For those of you who want to upgrade to Windows 11, but have a machine that doesn't officially support it, there's Rufus. https://rufus.ie/en/
It uses a legitimate Windows 11 ISO, which you download yourself from Microsoft's website using the Media Creation Tool. Once you have that, Rufus will use it to make a bootable USB stick that installs Windows, bypassing the TPM and other requirements.
I like RUFUS and the bypases. Problems with running Win11 on unsupported hardware are:
* If you install Win11 on non-compliant hardware, yearly upgrades (say from Win11 24h2 to Win11 25h2) are a pain in the ass. And not automatic. So, you have to deal with a yearly paion in the ass, or be as insecure as on unsupported Win10*.

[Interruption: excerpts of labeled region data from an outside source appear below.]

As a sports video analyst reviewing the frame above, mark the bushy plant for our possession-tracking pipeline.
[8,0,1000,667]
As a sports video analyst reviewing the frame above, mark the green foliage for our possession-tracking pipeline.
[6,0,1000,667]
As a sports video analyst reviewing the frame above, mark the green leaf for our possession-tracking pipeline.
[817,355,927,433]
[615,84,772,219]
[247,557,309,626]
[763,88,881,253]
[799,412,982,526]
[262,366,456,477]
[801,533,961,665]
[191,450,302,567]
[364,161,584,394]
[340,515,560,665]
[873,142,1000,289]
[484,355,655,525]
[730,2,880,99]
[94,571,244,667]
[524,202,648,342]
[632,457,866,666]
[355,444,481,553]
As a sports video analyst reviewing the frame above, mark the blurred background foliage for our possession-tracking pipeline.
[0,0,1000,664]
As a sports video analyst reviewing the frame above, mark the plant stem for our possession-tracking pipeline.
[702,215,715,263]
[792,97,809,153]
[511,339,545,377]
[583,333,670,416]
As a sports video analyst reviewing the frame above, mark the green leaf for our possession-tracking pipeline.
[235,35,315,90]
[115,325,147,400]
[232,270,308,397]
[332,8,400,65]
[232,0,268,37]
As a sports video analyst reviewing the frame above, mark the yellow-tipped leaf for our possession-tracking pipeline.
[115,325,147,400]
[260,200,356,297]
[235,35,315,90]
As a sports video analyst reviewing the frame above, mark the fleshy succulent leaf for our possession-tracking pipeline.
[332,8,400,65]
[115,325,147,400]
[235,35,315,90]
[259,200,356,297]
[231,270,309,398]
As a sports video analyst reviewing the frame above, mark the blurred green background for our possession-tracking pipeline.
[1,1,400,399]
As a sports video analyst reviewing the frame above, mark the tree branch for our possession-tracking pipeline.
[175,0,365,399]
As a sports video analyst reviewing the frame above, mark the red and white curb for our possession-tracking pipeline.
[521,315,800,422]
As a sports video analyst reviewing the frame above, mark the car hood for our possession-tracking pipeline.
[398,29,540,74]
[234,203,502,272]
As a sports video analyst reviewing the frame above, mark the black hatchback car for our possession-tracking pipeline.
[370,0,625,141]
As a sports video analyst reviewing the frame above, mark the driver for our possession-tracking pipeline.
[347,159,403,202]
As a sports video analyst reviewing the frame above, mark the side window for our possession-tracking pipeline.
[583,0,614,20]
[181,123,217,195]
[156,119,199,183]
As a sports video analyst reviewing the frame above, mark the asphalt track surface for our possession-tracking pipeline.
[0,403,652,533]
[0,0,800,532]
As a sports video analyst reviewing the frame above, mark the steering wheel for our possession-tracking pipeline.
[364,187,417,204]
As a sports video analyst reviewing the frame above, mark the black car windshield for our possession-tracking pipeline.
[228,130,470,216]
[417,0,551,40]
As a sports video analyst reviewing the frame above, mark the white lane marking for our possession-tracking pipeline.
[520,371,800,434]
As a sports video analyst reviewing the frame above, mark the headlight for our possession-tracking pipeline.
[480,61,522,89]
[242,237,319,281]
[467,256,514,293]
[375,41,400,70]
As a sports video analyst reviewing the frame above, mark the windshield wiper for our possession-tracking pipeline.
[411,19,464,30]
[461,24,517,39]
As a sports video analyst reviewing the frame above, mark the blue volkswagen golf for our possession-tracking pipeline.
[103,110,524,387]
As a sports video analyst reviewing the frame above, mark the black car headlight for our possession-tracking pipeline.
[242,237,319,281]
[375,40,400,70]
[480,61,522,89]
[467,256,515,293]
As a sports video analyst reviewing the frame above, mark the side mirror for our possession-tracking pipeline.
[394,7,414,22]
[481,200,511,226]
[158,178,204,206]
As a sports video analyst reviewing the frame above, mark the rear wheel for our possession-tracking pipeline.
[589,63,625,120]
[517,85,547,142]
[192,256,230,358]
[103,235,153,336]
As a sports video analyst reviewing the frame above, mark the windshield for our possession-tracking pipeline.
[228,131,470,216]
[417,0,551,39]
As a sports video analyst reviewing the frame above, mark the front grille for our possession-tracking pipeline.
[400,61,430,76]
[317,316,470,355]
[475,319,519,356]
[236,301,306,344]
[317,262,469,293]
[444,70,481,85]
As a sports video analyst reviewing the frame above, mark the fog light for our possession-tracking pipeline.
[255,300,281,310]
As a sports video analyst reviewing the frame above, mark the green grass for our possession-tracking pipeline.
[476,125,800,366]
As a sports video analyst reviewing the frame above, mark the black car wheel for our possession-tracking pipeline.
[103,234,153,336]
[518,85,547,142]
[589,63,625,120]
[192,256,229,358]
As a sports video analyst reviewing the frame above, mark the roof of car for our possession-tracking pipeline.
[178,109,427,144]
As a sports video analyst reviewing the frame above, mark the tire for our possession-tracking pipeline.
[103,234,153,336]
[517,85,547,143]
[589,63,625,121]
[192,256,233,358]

* If your non-compliant's machine (i/d)GPU lacks WDDM2.0 drivers, your display will be slow as hell and look like ass
* If your non-compliant machine has hardware that lacks Windows Desktop Universal Drivers, said hardware will not work (or work like crap with generic drivers), as Win11 does not support the older Windows Universal Drivers.
* If your non-compliant Win10 machine lacks the bibs abd bobs needed for HVCI (3rd gen or older intel), your machine may fail in the future.
* If your machine has the HVCI Stuff, but lacks the MBEC stuff (4th to 6th gen intel), you will have performance degradations (depending on workload).
* If you game on a non compliant Win11 machine, and you do not have TPM2.0 or SecureBoot for reasons, many a game (doubly so those that use anti-cheetos) will refuse to load.
Stay on Win10 + ESU for this year, and re-evaluate on july next year. At least, if in 2026 you decide on rufus, you'll save yourself the 25h2 to 26h2 pain in the ass, as you will go straight to 26h2.
* My brother is doing exactly that stupidity with the 7 desktops of his SMB. Last year I found the machines running 23h2, and I can bet pennies to dimes that they are still like that.